New diagnosis, little update, christmas wishes :)

Hey all you lovelies!!!

first of all, I'm so sorry I'm not on here more often. I hope to catch up a bit within the next few weeks, because there's no work for our two week break <3

I was having a rather massive low these past few months. Depression, Fibro flaring, being sick for three months straight, feeling burnt out... stuff. BUT

I'm getting a lot better already and I might finally have an explanation for it all (well, the worse-than-normal low)

I was diagnosed with Hashimoto's Thyroiditis today, after my general doctor told me, my thyroid hormones were fine in my blood test. When I told him I suspect it MIGHT be Hashi, he refused to do more tests, telling me I'm fine.


WELLP.

I went to an endokrinologist (is that even a word? A hormone-specialized doc) and she took another blood test, more detailed, and an ultrasound of my throat and LOOK who actually has a hypothyroidism.

I always feel weird for being so damn happy about "having" something new, some new illness. But it just is such a relief to me to actually have something to blame my condition on.

The depression and lack of energy, paired with horrible mood swings and lack of self-control (I even bitched at my boss for nothing) made me lose my job position (i still HAVE a job, same place, I just got taken out of my group and am now a "reserve pool employee" (same working hours & same pay, but MUCH less responsibility))

and now... I know it's not "me". It's not MY fault, I didn't fail at what I love doing. I'm not a bad person. I'm just sick. With hope of getting better!

Well, at least a bit!

I am putting a lot of hope into the hormonotherapy/my new medication.

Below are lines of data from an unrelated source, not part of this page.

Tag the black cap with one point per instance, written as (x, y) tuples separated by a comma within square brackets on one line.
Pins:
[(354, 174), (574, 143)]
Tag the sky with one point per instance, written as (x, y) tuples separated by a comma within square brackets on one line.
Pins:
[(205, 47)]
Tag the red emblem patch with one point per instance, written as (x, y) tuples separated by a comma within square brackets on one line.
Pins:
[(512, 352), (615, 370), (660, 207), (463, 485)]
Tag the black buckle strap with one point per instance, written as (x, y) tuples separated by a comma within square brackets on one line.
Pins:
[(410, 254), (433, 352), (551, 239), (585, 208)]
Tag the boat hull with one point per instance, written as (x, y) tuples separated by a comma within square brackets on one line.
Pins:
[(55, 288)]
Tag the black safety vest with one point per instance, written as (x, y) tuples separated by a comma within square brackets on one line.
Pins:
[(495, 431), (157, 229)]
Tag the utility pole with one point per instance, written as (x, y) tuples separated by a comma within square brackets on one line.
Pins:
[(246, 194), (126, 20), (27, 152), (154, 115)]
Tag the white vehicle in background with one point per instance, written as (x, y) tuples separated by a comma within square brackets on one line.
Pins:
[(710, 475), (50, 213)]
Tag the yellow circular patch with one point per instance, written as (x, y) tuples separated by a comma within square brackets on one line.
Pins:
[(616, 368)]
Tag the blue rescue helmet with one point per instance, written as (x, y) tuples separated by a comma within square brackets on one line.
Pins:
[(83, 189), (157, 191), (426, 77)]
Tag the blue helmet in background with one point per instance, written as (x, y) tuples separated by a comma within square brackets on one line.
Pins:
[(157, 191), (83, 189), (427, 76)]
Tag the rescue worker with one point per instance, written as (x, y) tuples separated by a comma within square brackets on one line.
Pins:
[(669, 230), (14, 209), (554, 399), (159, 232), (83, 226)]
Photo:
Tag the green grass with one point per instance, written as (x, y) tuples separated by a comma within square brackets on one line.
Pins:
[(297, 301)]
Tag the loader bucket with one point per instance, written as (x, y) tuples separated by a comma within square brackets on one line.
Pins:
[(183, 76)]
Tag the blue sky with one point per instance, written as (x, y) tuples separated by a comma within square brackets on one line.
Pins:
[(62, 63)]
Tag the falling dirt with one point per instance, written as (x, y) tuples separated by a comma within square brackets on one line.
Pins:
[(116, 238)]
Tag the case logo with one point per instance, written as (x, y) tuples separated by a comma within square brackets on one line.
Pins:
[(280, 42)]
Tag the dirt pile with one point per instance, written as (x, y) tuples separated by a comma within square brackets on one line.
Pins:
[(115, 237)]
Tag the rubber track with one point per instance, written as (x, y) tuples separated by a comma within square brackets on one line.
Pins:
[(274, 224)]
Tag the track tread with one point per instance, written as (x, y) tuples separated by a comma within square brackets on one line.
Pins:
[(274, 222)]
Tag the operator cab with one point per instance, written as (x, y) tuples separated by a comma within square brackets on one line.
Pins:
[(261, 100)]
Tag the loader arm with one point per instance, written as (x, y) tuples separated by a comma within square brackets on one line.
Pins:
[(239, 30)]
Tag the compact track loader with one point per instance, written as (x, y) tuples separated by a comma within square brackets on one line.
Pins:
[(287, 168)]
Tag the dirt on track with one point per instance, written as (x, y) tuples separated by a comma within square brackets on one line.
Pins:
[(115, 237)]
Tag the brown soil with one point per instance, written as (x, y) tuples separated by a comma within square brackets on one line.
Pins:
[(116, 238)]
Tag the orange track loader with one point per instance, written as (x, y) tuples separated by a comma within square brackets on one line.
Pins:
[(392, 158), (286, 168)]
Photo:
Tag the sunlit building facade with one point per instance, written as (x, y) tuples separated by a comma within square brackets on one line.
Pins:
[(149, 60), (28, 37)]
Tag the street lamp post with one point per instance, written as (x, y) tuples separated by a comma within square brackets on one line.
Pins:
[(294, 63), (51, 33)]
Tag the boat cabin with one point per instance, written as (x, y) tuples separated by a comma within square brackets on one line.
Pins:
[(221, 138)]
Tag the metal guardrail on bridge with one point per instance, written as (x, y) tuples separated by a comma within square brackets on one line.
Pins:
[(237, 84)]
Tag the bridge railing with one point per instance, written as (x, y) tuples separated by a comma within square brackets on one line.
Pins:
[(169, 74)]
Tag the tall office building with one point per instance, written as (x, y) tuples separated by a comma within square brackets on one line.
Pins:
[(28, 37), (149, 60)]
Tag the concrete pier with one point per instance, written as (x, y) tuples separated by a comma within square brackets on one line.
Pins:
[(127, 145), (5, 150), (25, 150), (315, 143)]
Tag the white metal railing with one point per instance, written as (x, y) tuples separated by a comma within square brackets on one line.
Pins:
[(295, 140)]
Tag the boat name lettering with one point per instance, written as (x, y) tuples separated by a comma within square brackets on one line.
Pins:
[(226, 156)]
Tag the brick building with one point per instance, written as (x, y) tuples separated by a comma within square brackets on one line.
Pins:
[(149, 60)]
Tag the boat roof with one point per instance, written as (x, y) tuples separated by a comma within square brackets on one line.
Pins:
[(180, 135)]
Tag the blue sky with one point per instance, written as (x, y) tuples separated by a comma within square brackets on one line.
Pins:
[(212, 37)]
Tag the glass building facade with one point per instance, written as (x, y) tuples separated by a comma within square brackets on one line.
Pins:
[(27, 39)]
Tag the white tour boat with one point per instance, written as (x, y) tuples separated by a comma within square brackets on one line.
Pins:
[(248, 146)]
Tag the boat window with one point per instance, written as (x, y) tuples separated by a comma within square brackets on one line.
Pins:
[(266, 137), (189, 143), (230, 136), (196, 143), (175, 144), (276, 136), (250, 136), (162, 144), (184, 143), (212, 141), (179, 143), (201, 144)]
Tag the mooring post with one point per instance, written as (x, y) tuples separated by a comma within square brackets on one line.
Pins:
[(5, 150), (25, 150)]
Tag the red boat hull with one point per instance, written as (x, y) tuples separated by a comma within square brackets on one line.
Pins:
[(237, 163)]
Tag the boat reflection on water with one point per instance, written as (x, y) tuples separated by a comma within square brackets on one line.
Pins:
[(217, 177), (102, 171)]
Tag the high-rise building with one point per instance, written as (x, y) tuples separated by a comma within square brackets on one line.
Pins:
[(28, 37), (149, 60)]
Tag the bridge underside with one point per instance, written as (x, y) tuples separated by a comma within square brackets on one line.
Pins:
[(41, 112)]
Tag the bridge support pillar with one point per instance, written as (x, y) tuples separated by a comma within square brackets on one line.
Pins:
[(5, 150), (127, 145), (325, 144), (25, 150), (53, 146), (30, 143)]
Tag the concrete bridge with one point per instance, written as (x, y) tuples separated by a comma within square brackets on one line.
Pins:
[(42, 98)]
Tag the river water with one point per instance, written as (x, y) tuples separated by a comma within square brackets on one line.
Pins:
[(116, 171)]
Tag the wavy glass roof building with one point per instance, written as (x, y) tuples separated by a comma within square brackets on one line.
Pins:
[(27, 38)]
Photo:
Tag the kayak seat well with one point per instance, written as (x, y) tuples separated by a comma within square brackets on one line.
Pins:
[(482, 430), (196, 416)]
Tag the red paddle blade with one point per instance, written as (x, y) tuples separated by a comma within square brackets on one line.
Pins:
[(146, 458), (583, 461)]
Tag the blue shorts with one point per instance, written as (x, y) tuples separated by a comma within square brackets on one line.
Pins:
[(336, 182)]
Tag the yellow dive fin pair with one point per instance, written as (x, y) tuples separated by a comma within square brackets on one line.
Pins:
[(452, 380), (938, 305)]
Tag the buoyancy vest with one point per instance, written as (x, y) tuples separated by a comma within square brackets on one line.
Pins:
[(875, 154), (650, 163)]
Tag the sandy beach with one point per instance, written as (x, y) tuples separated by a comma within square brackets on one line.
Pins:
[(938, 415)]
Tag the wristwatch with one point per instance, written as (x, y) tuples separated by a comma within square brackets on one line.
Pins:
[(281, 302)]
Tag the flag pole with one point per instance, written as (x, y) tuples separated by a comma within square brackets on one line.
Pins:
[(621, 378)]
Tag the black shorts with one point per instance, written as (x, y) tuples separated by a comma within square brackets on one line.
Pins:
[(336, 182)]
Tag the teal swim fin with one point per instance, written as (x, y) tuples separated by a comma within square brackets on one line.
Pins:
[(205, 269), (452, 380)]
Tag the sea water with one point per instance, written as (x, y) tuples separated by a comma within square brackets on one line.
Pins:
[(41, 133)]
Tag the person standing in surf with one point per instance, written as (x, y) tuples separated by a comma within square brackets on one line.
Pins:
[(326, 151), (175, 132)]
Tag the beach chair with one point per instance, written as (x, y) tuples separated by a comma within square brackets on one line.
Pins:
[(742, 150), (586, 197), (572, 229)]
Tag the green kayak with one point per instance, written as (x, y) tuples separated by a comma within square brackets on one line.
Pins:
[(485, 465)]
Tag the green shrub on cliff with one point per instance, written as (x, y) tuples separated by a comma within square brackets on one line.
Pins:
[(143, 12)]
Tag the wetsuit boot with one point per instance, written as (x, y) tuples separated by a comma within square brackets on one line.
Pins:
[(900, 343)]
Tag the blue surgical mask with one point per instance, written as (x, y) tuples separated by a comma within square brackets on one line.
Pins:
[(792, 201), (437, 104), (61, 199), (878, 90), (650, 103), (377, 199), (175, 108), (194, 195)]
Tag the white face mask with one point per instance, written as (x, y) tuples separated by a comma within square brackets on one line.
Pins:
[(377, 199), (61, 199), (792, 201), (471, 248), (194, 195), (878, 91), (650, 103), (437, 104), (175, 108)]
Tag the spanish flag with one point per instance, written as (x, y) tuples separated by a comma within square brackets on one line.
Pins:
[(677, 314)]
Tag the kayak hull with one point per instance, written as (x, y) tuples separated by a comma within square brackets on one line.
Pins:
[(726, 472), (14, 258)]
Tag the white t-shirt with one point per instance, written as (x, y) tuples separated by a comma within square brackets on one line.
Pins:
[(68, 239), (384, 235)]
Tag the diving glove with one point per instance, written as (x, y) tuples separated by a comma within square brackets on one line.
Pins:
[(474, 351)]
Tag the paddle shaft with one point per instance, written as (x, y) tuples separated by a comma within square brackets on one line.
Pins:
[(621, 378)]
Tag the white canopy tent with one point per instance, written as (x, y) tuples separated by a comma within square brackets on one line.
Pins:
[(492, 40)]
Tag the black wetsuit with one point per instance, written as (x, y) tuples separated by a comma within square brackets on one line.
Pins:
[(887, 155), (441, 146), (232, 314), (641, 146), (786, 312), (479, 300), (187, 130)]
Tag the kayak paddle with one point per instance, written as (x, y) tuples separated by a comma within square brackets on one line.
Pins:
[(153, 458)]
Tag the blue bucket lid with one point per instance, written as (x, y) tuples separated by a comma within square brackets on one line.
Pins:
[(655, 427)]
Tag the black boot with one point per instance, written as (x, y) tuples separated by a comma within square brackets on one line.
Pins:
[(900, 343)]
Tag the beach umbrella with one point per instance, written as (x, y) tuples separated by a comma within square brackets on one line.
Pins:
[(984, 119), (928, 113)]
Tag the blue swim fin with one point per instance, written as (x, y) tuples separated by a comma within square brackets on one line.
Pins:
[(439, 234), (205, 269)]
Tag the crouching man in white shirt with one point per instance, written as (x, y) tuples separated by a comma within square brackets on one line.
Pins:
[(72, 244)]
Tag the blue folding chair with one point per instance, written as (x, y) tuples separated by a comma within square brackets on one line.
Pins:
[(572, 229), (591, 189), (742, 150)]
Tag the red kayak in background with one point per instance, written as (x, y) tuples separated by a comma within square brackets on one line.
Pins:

I know I will never be "healthy", but I have hope that this will pull me back out of this horrible flare of depression and MAYBE help me lose some weight and gain more energy.

Best thing about it: I can try out my medication at home with my parents and in a relaxed environment (because I'm always REALLY scared of taking new meds, especially ones that might make my palpitations worse)

And the even BETTERERER thing?

It's freaking christmas and I'll be home with my parents and CHRISTMAS!

good food and presents and I feel like a 5-year old, being all excited 8D

I wish you all a wonderful christmas holiday and some nice and relaxed days and presents and awesome food and much much much time to relax and enjoy the holiday season!

no winter cold can take away my jolly

I wish you a merry jingly!

Hi Dwaggie,

So nice to see you back and with some better news and fresh hope. And I'm willing to bet that you will feel better when your hormones return to a more normal level. Finally, something that can be treated!

And a very Merry Christmas to you as you are surrounded by your loved ones.